When performing blocking operations (any operation on a synchronous primitive) within an event threads, additional events and futures will be completed on a background thread pool. This means ordering guarantees are inherently relaxed when event threads are blocked.

Multimap Views

The DistributedMultimap primitive supports views that are common to Java maps:

  • keySet() returns a DistributedSet primitive which implements java.util.Set
  • keys() returns a DistributedMultiset primitive which implements Guava’s Multiset
  • values() returns a DistributedCollection primitive which implements java.util.Collection
  • entries() returns a DistributedCollection primitive view of each key/value mapping which implements java.util.Collection

The collections are views of the DistributedMultimap’s state, so changes to the multimap will be reflected in the key set, values, or entry set and vice versa.

multimap.put("foo", "bar");

assert multimap.keySet().contains("foo");

multimap.keySet().remove("foo");

assert !multimap.containsKey("foo");

When using the AsyncDistributedMultimap API, asynchronous analogues of the view primitives will be returned instead.

multimap.put("foo", "bar");

multimap.async().keySet().remove("foo").thenRun(() -> {
  assert !multimap.containsKey("foo");
});

Iterators

All DistributedMultimap views support lazy iterators:

for (String key : multimap.keySet()) {
  ...
}

Iterators are implemented by lazily fetching batches of keys/values/entries from each partition as the items are iterated.

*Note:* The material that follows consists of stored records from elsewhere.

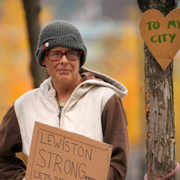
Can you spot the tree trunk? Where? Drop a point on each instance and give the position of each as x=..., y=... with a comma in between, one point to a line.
x=159, y=106
x=32, y=9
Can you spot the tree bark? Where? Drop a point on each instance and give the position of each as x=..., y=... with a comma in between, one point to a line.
x=32, y=9
x=159, y=106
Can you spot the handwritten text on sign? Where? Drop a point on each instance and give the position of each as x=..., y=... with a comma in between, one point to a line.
x=161, y=34
x=57, y=154
x=163, y=37
x=54, y=161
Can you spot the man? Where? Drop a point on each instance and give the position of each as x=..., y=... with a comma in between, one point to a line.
x=73, y=98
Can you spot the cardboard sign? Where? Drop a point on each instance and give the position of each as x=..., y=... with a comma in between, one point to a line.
x=161, y=34
x=56, y=154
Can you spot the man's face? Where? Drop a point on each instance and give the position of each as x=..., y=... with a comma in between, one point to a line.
x=62, y=71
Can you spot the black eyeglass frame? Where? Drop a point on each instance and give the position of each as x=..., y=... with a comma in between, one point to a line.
x=62, y=54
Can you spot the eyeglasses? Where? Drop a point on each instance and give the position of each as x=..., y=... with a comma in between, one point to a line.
x=57, y=55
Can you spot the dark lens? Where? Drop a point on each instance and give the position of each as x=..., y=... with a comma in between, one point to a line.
x=73, y=55
x=54, y=56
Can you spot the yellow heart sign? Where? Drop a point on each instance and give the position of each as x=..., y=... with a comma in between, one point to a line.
x=161, y=34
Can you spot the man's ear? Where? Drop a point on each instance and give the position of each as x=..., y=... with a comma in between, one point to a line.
x=42, y=62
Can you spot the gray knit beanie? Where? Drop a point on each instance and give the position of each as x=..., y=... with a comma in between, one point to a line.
x=60, y=33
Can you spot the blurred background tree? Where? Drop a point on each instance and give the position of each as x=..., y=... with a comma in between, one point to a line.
x=111, y=33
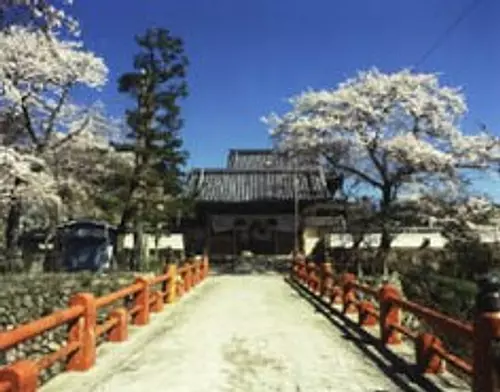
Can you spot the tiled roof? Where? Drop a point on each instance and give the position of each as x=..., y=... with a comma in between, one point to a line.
x=240, y=185
x=265, y=159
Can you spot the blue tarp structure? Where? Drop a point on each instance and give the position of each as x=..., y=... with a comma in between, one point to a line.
x=86, y=245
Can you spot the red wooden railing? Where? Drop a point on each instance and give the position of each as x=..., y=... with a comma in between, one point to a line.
x=81, y=315
x=384, y=309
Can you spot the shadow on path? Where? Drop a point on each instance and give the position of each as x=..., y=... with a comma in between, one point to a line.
x=394, y=367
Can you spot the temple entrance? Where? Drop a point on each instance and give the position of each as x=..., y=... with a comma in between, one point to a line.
x=261, y=235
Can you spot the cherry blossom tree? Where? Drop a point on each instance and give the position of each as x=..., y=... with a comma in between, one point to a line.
x=43, y=14
x=38, y=74
x=397, y=133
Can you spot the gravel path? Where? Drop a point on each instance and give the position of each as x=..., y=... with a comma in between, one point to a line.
x=248, y=334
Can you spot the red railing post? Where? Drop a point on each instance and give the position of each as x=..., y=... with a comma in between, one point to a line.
x=119, y=332
x=389, y=314
x=22, y=376
x=365, y=313
x=206, y=266
x=158, y=303
x=82, y=331
x=428, y=361
x=311, y=276
x=172, y=284
x=326, y=279
x=348, y=293
x=188, y=276
x=142, y=301
x=336, y=295
x=198, y=272
x=486, y=352
x=164, y=284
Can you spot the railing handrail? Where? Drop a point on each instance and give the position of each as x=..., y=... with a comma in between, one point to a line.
x=80, y=350
x=35, y=328
x=484, y=333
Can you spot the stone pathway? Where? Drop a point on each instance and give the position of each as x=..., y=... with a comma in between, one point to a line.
x=248, y=334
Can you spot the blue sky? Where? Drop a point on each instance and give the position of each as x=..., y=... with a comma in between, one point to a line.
x=248, y=57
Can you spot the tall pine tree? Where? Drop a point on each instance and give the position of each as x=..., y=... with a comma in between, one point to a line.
x=156, y=84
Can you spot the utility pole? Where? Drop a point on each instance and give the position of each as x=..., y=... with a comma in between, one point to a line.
x=296, y=205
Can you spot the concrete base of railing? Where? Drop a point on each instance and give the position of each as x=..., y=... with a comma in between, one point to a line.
x=113, y=356
x=398, y=362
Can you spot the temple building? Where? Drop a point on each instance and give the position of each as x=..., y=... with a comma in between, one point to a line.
x=256, y=203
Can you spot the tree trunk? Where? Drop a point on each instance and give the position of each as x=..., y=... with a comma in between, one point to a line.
x=12, y=234
x=136, y=261
x=386, y=239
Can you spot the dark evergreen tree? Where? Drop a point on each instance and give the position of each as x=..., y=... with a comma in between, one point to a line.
x=157, y=84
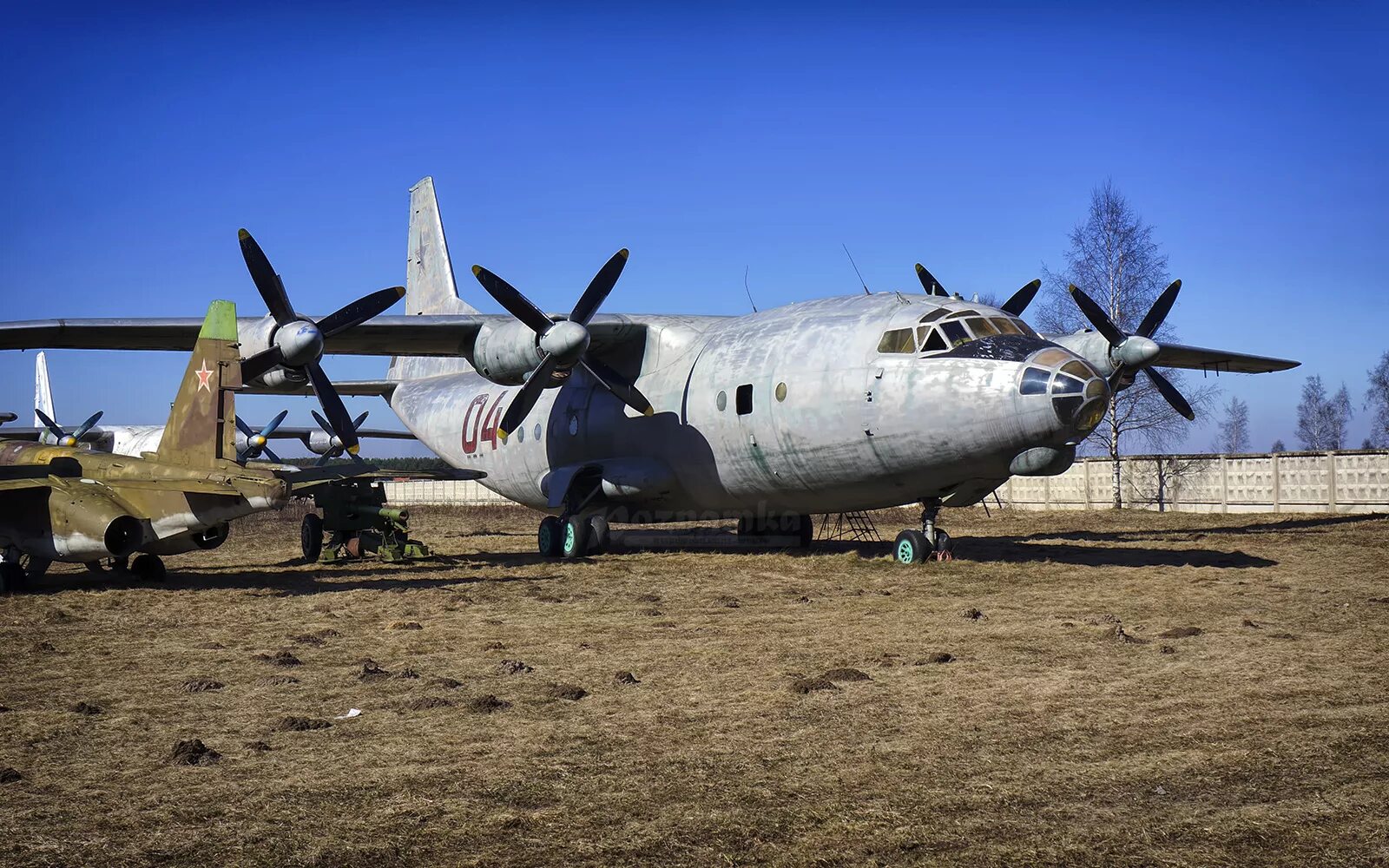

Once a primitive iterator has been created, it must either be exhausted or explicitly close()d to ensure the resources used to track the iterator state is cleaned up.

Iterator<String> keyIterator = multimap.keySet().iterator();

try {
  String key = keyIterator.next();
} finally {
  iterator.close();
}

Failing to exhaust or explicitly close frequently created primitive iterators may cause a memory leak.

Just as with typical synchronous primitives, the iterators provided for Atomix primitives are backed by an asynchronous implementation called AsyncIterator, and the asynchronous backing iterator can be retrieved via the async() method:

AsyncIterator<String> asyncIterator = multimap.values().iterator().async();
// or...
AsyncIterator<String> asyncIterator = multimap.async().values().iterator();

Streams

The implementation of lazy iterators for multimap views also allows the multimap to support Java 8 Streams:

Set<String> fooKeys = multimap.entries().stream()
  .filter(entry -> entry.getValue().equals("foo"))
  .map(entry -> entry.getKey())
  .collect(Collectors.toSet());

Cleanup

While a multimap is in use, Atomix may consume some network, memory, and disk resources to manage the multimap. To free up those resources, users should call the close() method to allow Atomix to garbage collect the instance.